- Origin: Tenerife, Spain
- Genres: Classical music
- Occupations: Soloist and chamber musician
- Website: cristo-barrios.com

= Cristo Barrios =

Cristo Barrios (born 30 May 1976 in Tenerife, Spain) is a Spanish clarinetist, soloist and chamber musician.

==Biography==
Cristo Barrios is a Spanish clarinetist, born in Tenerife, Spain in 1976. Future highlights include performances at the Amsterdam Concertgebouw and Spanish National Auditorium, his debut performance at the Konzerthaus Berlin, a recital at the Konzerthaus Wien, a recording for the Spanish National Radio (RNE2) and his debut performance at the South Bank Centre (Purcell Room) in London. Recent engagements have included performances with the Endellion and Arditti String Quartets, after his debut performance at the Wigmore Hall, his tour with the Brodsky Quartet and a debut recital at the Carnegie Hall. He has also performed at festivals such as Torroella de Montgrí and Sant Pere de Rodes in Spain, Langvad Music Days in Denmark and Llangollen International Music Festival in Wells (with a special broadcast for the S4Channel), among others.

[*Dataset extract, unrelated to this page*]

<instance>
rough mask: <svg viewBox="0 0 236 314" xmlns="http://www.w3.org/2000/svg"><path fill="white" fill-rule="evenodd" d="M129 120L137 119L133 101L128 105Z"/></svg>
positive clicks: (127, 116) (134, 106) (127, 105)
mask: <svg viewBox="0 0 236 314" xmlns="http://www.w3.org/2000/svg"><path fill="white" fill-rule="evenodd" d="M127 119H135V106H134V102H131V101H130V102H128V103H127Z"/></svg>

==Soloist and chamber musician==
Barrios is a musician with a keen interest in contemporary music. His enthusiasm in this has resulted in the premières of Cantus Firmus (Wigmore Hall) and Clarinet Quintet (with the Arditti String Quartet) by Blai Soler. His ambition to explore new music has also led him to collaborate with important composers such as Joseph Horovitz, Tom Johnson (before touring his Tilework Series for solo clarinet in The Netherland, Poland, Czech Republic and France), and Esa-Pekka Salonen (before recording his Nachtlieder for Metier Records, a CD which also includes works for clarinet and piano by Bernstein, Bax – Radio New Zealand broadcast -, Berg, Brotons and Honegger). His last CD, Composers of the 21st century in the Canary Islands, was recently released by RALS.

==Awards==
Major prizes include first prize and the gold medal at the Primer Palau Competition, playing the Rossini Introduction, Theme and Variations in the Palau de la Música Hall, Barcelona, and the first prize at the CHAIN Concours Moderne in Riga. While studying at the Royal Academy of Music in London, he went on to win the Yamaha Music Foundation of Europe Scholarship, held at St John's Smith Square and broadcast by the BBC3. After finishing his degree at the Royal Academy he recorded 'The Voice of the Clarinet' (Divine Art Records), an innovative disc of songs transcribed for clarinet and piano.

==Discography==
- 2006: The voice of the clarinet, with transcriptions of lied, Divine Art Records.
- 2007: Chamber music for orchestra, chamber music by Joaquim Homs, Naxos.
- 2008: Contemporary music for clarinet, Metier Records.
- 2008: Nuevas composiciones para clarinete, RALS.